デバッガにアプリケーションの起動を通知するため、以下の環境変数をクライアント上で設定します。
@CBR_ATTACH_TOOL=localhost/STUDIO
NetCOBOL Studioの[依存]ビューまたは[構造]ビューからCOBOLプロジェクトを選択します。
メニューバーから[実行(R)] > [デバッグの構成(B)]を選択します。またはツールバーでの
をクリックし[デバッグの構成(B)]を選択します。
→ [デバッグ構成]ダイアログボックスが表示されます。
左のペインで[リモートCOBOLアプリケーション]を選択します。
左のペイン上のをクリックすると、右のペインに起動構成の設定ページが表示されます。
初期値で[名前]に起動構成名が表示されます。起動構成名は任意の名前に変更することができます。

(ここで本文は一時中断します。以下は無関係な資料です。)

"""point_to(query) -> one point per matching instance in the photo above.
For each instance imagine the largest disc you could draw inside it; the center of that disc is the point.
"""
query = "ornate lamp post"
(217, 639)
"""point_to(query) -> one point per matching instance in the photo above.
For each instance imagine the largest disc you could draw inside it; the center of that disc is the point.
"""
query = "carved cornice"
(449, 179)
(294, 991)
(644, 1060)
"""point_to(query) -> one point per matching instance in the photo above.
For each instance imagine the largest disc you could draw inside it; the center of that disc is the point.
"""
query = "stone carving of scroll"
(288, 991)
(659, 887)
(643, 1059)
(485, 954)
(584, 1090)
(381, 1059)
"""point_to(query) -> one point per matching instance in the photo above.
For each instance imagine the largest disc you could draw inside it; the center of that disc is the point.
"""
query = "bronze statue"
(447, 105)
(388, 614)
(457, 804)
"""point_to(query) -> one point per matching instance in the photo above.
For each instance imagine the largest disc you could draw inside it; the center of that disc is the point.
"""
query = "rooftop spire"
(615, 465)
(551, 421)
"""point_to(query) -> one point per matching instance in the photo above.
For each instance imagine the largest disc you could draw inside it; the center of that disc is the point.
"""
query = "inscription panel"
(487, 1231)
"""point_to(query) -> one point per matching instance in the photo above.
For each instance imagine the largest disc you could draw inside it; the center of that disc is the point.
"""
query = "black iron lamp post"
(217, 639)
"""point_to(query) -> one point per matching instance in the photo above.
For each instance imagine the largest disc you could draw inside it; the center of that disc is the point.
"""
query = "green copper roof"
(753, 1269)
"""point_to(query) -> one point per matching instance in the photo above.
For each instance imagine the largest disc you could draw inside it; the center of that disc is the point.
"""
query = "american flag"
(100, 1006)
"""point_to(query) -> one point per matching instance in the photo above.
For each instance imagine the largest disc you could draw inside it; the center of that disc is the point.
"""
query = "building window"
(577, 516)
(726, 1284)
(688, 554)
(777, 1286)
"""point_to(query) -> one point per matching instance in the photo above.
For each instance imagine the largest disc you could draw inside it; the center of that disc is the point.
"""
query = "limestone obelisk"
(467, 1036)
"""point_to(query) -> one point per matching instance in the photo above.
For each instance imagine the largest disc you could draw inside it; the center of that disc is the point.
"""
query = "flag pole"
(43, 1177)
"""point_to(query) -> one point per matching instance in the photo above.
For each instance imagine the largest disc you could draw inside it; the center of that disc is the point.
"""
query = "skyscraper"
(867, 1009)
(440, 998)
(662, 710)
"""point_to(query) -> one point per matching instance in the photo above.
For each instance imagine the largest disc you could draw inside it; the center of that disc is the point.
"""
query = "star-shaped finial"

[メイン]タブをクリックし、各設定項目の確認と必要に応じて変更を行います。
項目 | 説明 |
---|---|
プロジェクト名 | 選択したプロジェクト名が表示されます。 |
デバッグ方法 | [アタッチデバッグ]を選択します。 |
デバッグ情報ディレクトリ | プロジェクトの[プロパティー]ダイアログボックスの[リソース]ページの[ロケーション]で表示されているディレクトリと異なるディレクトリにデバッグ情報ファイルが格納されている場合、その格納ディレクトリを指定します。 複数のディレクトリを指定する場合には、“;”(セミコロン)で区切って指定します。 |
[デバッグ(D)]ボタンをクリックすると、デバッガが起動し、デバッグするアプリケーション側から起動が通知されるまで待機状態となります。
デバッグするCOBOLアプリケーションを実行し、デバッグを開始します。